A Chief in Women’s Clothing
The Miami-bred daughter of an entrepreneurial family, Erica (Wertheim) Zohar, A.B. ’92, always planned to run her own business. A young woman in a hurry, she earned her degree in three years and promptly enrolled in the University of Miami School of Law.
“I loved the Miami lifestyle and the ’Canes,” she says. “I just couldn’t imagine going anywhere else.”
But Hurricane Andrew shut down classes, and then while attending a New Year’s Eve party, she met a vacationing UCLA law student—the man she’d later marry. By May 1993 she was living in Los Angeles. There Zohar spied a business opportunity: Casual sportswear had become the fashion for women like herself, but it wasn’t very … fashionable.
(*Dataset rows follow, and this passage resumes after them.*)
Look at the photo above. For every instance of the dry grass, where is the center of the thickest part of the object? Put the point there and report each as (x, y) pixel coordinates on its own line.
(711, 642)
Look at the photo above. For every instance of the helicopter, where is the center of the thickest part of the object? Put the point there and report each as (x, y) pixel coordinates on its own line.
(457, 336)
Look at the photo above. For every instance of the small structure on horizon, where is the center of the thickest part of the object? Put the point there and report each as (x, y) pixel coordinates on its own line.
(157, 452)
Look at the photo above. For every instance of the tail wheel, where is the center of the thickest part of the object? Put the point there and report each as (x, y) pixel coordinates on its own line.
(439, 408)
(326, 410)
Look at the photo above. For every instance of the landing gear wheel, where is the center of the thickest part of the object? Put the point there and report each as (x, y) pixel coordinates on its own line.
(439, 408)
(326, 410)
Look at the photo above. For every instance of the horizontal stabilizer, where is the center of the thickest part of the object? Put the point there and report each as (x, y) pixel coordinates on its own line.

“There was no luxury line,” she recalls. “I knew I could do better than that.”
In 1995 she took six samples, whipped up by her local tailor, to a New York trade show and came home with a large order from Bloomingdale’s, among others. Suddenly she and her company, American Groove, were in business.
Stores coast to coast were selling Zohar’s stylish sweats, which also had a distinctive “Made in the USA” cachet. But business, like fashion, is always changing. “Many stores began manufacturing their own lines,” says Zohar. “I also had two children [today 9 and 11] and wanted some life balance.” By 2010 American Groove was a fashion consulting company.
Zohar’s first project was a co-branding partnership between the CW network’s hit 90210 series and clothing manufacturer Bebe that cross-markets the clothes worn on the show with retail stores. The two companies split the profits.
“This deal combines fashion and entertainment in a new way,” says Zohar, who is seeking her next retail partner, this time for The Bachelor and The Bachelorette. Although relationship success on those reality shows has proved less than stellar, Zohar’s own matchmaking prowess may lead to a business pairing that will make her the real star.
A case in point: Her husband, an entertainment lawyer, left his practice to join American Groove in 1996, and the two remain partners today. “I saved him from being a lawyer,” laughs Zohar, tongue firmly in cheek.